An energy level diagram consists of short horizontal lines representing the
levels or states, with each line labeled as E0, E1, etc. Often, an energy level
diagram shows the movement of electrons between levels with longer
vertical arrows. The movement of an electron between electron energy
levels is called an electronic energy transition.
7. Where can an electron obtain the required energy to be
promoted to a higher level?
One way is for it to come into contact with light of the same energy. When the light of
this energy “strikes” an atom and causes an electron to be promoted to a higher
energy level, the energy of the light becomes part of the electron’s energy and
therefore “disappears.” It is absorbed. It is important to keep in mind that the light
coming in must be exactly the same energy as the energy difference between the two
electronic levels; otherwise, it will not be absorbed at all. If it is not absorbed and is
in the visible region, we see it. It becomes part of the light that is reflected and
therefore detected by our eyes.
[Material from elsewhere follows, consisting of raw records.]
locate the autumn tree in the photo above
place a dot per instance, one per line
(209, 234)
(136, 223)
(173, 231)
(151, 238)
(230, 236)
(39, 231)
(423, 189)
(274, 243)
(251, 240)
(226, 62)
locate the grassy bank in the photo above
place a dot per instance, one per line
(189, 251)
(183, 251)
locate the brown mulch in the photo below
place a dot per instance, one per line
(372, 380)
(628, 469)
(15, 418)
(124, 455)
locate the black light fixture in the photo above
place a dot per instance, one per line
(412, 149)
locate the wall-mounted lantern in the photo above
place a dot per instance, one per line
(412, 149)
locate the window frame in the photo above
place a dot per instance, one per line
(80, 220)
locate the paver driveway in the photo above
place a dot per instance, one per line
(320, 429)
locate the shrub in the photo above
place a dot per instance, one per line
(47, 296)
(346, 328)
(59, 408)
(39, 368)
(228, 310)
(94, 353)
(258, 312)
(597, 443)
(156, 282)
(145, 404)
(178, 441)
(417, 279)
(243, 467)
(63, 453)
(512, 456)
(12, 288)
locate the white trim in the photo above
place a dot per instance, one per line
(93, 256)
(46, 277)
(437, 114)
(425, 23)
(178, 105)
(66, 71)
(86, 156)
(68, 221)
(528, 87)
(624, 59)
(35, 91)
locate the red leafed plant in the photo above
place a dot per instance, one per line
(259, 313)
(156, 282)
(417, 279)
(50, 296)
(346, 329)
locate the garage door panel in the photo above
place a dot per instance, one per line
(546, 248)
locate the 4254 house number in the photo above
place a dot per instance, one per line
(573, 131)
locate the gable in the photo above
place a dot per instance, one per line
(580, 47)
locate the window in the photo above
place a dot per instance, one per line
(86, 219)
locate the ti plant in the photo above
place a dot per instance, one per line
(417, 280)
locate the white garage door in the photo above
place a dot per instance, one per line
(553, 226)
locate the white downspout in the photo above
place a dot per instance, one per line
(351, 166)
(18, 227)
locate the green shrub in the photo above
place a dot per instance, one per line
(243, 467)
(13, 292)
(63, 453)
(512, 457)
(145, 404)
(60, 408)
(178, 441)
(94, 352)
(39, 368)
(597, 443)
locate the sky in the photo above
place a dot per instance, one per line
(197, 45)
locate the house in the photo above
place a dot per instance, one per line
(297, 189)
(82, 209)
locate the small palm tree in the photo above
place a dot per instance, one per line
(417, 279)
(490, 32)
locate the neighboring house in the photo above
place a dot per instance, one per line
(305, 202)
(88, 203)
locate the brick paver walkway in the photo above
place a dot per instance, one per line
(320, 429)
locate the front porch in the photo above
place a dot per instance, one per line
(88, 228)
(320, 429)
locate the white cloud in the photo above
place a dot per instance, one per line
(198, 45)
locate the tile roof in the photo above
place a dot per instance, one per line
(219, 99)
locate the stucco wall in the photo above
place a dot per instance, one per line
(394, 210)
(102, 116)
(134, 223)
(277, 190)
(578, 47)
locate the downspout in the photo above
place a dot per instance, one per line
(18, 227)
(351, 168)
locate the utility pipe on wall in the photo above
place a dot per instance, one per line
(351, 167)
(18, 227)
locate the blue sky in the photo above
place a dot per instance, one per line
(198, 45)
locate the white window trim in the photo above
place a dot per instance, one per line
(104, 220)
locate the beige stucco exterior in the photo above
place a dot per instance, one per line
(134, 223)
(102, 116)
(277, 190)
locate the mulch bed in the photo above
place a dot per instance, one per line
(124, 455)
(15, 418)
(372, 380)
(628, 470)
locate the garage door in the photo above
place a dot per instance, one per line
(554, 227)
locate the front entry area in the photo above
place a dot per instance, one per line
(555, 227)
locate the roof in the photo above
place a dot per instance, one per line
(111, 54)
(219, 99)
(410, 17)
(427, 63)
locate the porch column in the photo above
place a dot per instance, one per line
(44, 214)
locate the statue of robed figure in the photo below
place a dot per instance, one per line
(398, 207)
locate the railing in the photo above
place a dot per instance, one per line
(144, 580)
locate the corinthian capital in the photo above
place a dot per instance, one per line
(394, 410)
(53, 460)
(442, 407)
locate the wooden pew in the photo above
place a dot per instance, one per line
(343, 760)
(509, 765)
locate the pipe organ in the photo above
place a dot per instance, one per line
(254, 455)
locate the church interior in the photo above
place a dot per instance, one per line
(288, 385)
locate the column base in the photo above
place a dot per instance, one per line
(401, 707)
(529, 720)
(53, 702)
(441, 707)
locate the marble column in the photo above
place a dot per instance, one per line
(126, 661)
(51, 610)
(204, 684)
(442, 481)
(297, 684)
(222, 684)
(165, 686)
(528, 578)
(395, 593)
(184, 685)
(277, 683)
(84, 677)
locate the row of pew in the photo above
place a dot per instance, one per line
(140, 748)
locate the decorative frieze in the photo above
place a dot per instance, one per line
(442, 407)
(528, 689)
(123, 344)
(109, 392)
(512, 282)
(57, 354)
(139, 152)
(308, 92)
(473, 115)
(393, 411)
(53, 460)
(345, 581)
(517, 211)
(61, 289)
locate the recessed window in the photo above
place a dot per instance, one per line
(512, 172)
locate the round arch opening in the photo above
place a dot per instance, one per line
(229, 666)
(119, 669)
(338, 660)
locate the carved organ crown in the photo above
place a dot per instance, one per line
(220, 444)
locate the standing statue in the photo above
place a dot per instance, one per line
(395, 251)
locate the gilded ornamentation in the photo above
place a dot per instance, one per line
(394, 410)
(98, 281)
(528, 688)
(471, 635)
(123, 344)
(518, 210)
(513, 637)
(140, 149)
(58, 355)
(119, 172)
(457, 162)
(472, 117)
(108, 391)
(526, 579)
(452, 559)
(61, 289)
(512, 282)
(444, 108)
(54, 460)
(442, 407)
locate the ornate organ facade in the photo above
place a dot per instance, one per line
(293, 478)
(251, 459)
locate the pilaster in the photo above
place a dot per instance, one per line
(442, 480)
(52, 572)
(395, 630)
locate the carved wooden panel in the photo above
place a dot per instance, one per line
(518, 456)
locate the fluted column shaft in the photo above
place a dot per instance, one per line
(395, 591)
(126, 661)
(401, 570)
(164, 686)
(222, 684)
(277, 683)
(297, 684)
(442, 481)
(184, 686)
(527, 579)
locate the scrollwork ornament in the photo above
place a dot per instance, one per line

The absorption of light by atoms consists of the
absorption of only a few very specific wavelengths because the energy difference
between two levels is very specific.
8. Absorption spectra
(origin of spectral lines)
Absorption spectra for atoms are due to atoms in the gas phase
absorbing UV-VIS light from a light source and are characterized by
very narrow wavelength absorption bands called spectral lines.
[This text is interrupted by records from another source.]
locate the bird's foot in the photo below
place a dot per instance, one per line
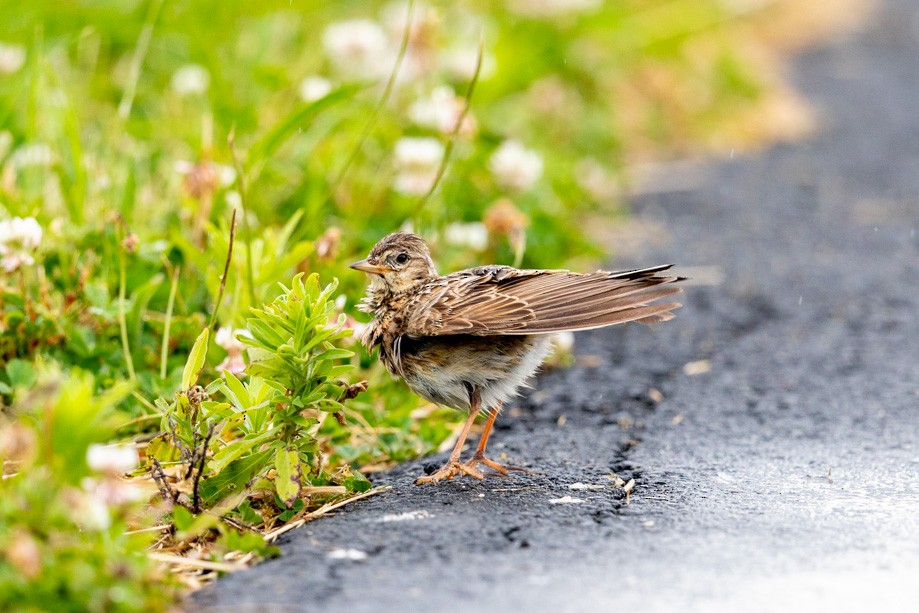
(450, 470)
(501, 469)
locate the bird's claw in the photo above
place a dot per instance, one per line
(450, 470)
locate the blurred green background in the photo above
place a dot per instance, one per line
(500, 131)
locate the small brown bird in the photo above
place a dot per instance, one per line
(469, 339)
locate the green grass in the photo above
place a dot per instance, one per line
(115, 135)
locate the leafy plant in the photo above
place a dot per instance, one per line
(264, 435)
(64, 540)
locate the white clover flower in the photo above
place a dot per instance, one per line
(190, 80)
(563, 341)
(19, 238)
(358, 48)
(418, 160)
(32, 154)
(233, 199)
(12, 58)
(552, 8)
(112, 491)
(473, 235)
(314, 87)
(112, 459)
(227, 337)
(514, 166)
(440, 111)
(92, 513)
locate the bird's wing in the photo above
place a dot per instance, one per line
(494, 300)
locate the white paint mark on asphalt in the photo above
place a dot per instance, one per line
(566, 500)
(407, 516)
(355, 555)
(584, 486)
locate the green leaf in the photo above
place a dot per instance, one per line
(234, 477)
(294, 123)
(21, 373)
(195, 360)
(182, 518)
(356, 483)
(288, 481)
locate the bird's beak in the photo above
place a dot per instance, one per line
(365, 266)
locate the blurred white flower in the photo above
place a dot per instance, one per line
(440, 111)
(227, 337)
(19, 238)
(417, 160)
(12, 57)
(112, 491)
(314, 87)
(205, 176)
(552, 8)
(112, 459)
(190, 80)
(33, 154)
(473, 235)
(233, 199)
(563, 341)
(358, 48)
(514, 166)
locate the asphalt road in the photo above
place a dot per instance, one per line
(778, 472)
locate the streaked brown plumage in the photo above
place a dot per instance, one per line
(470, 339)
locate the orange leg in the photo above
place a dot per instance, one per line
(479, 457)
(453, 466)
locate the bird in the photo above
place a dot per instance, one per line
(470, 339)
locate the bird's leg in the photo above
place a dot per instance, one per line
(453, 466)
(479, 456)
These very narrow bands result from energy transitions between
electronic energy levels in which there are no vibrational levels
superimposed.
An absorption spectrum is a plot of the amount of light absorbed by a
sample vs. the wavelength of the light. The amount of light absorbed
is called the absorbance. It is symbolized as A . An absorption
spectrum is obtained by using a spectrometer to scan a particular
wavelength region and to observe the amount of light absorbed by the
sample along the way.
9. Emission by atoms
Under certain conditions, analytes present in samples of matter will emit light,
and this light can be useful for qualitative and quantitative analysis.
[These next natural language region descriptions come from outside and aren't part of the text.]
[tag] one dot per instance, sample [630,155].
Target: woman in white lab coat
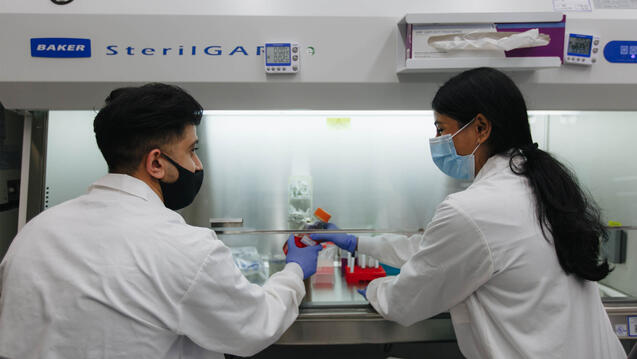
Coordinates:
[515,256]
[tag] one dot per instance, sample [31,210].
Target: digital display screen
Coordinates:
[579,46]
[278,55]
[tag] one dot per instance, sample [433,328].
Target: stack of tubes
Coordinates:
[364,261]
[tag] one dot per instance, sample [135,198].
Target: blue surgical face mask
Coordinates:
[443,152]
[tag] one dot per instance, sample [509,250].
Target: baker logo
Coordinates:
[60,47]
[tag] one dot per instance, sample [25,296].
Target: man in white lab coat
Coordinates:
[116,273]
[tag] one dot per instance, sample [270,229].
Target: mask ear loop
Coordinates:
[463,127]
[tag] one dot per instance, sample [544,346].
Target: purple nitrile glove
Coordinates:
[345,241]
[305,257]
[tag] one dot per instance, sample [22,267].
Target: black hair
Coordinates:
[136,120]
[568,213]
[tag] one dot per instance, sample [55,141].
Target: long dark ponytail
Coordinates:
[570,216]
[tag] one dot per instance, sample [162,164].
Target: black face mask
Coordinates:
[182,192]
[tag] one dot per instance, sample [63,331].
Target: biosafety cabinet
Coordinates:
[310,107]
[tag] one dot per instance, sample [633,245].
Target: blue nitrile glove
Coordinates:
[345,241]
[305,257]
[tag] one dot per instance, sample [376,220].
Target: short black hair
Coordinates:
[135,120]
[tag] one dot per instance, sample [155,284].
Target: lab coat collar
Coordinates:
[128,184]
[494,164]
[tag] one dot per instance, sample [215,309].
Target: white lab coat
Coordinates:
[483,258]
[115,274]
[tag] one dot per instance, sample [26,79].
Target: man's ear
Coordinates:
[154,167]
[483,128]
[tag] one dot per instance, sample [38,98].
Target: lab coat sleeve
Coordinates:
[452,261]
[223,312]
[392,249]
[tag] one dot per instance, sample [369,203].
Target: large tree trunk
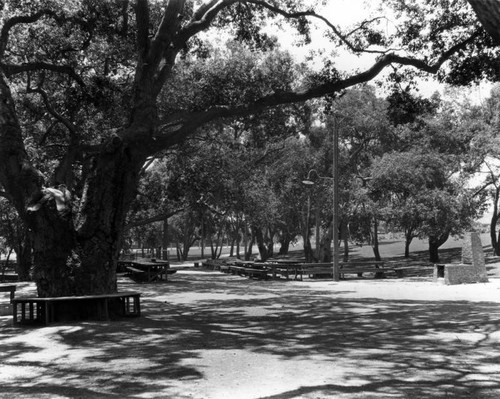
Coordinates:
[24,252]
[375,246]
[434,243]
[77,254]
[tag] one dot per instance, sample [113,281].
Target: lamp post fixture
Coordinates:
[308,182]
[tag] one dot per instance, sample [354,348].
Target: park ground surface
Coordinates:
[205,334]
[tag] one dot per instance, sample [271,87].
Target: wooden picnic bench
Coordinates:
[317,270]
[364,266]
[36,310]
[149,271]
[9,288]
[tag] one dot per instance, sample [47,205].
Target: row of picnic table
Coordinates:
[297,268]
[145,270]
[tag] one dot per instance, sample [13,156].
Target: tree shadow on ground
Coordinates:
[362,347]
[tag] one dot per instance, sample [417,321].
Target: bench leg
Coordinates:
[14,313]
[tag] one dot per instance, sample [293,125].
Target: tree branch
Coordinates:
[142,20]
[182,124]
[152,219]
[21,19]
[13,69]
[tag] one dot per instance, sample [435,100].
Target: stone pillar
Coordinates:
[472,254]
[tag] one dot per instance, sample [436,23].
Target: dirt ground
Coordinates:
[209,335]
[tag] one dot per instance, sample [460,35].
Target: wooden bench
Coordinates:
[360,267]
[134,271]
[51,309]
[317,270]
[255,272]
[9,288]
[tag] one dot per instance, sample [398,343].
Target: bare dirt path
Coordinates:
[214,336]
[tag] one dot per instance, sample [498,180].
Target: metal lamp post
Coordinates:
[335,179]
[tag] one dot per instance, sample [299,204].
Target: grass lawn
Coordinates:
[208,335]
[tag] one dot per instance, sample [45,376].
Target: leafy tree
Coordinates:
[102,71]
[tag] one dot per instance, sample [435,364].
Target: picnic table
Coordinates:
[34,310]
[285,267]
[147,270]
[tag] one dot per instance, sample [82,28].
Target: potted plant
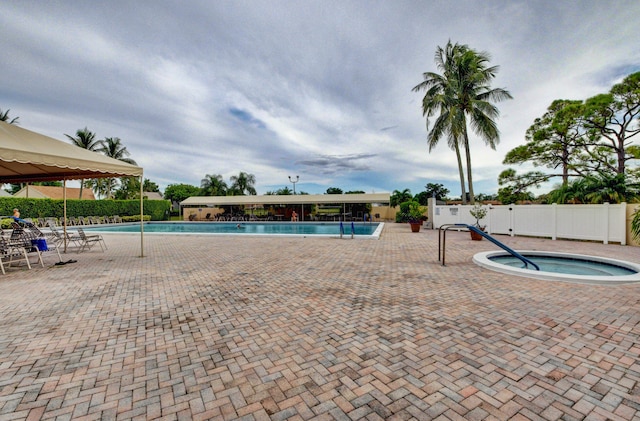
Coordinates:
[478,212]
[411,212]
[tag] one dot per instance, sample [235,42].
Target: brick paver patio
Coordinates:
[209,327]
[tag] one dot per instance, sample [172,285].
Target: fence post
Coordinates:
[512,219]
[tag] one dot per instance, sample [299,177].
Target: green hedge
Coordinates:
[157,210]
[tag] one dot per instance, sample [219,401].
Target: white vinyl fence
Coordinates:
[606,223]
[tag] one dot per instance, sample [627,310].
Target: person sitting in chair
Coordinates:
[16,217]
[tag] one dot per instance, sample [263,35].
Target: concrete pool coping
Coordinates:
[347,234]
[484,259]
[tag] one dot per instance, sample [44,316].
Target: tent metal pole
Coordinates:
[141,217]
[64,212]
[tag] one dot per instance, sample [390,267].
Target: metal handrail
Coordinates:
[443,232]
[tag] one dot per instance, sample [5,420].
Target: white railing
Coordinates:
[606,223]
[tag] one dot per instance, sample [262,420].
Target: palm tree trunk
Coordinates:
[467,151]
[461,173]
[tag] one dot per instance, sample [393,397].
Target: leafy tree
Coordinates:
[179,192]
[611,188]
[515,187]
[242,184]
[286,191]
[85,139]
[4,116]
[130,187]
[555,140]
[616,116]
[635,224]
[436,189]
[596,188]
[213,185]
[398,197]
[113,148]
[422,198]
[150,186]
[462,93]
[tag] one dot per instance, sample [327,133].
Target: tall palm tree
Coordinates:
[113,148]
[475,101]
[399,197]
[439,99]
[4,116]
[85,139]
[462,93]
[213,185]
[242,183]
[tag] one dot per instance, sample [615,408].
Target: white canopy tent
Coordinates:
[27,156]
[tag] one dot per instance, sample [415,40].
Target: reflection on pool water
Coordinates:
[562,267]
[368,230]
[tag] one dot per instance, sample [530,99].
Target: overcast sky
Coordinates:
[318,89]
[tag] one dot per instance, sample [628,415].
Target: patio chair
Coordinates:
[88,241]
[21,238]
[57,238]
[11,251]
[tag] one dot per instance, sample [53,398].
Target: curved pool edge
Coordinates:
[483,259]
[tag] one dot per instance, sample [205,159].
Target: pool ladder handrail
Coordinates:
[526,262]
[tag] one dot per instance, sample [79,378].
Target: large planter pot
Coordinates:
[475,236]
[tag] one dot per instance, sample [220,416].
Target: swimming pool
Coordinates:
[562,267]
[330,229]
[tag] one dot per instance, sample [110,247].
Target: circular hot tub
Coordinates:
[565,267]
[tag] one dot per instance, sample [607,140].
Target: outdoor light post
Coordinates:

For example, most processes used to obtain free ground state atoms in the gas
phase from liquid phase solutions of their ions result in a small percentage of the
atoms being elevated to the excited state, even if no light beam is used. Whether
a light beam is used or not, excited atoms return to the ground state because the
ground state is the lowest energy state.
The energy loss that occurs when the atoms return to the ground state may be
dissipated as heat, but it may also involve the emission of light because the
difference in energy between the ground state and the excited state is equivalent
to light energy.
Energy level diagrams can be used to depict such a process, and an emission
spectrum, the plot of emission intensity vs. wavelength, may be plotted.
10. Emission spectra
Emission spectra for atoms and monoatomic ions are due to gas
phase atoms or monoatomic ions in excited states emitting UV-
VIS light because they are returning to the ground state.
Emission spectra are also characterized by very narrow
wavelength bands (also called spectral lines) because they too
involve electronic energy levels in which there are no
vibrational levels superimposed.
In fact, for a given kind of atom, the emission lines occur at the
same wavelengths as the absorption lines because they involve
the same energy levels.
11. Consider the simplified energy-level diagram, where Eo represents
the ground state in which the electrons of a given atom are at their
lowest energy level and E1,E2 , E3 , etc., represent higher or excited
energy levels
12. Absorption vs Emission
The process of emission is the reverse of that of light absorption by atoms, so
downward-pointing arrows are used to indicate the return to the ground
state; the wavelengths emitted are the same as those that are absorbed. Thus
the lines in an emission spectrum of a metal are often at the same
wavelengths as the lines in the absorption spectrum for the same metal.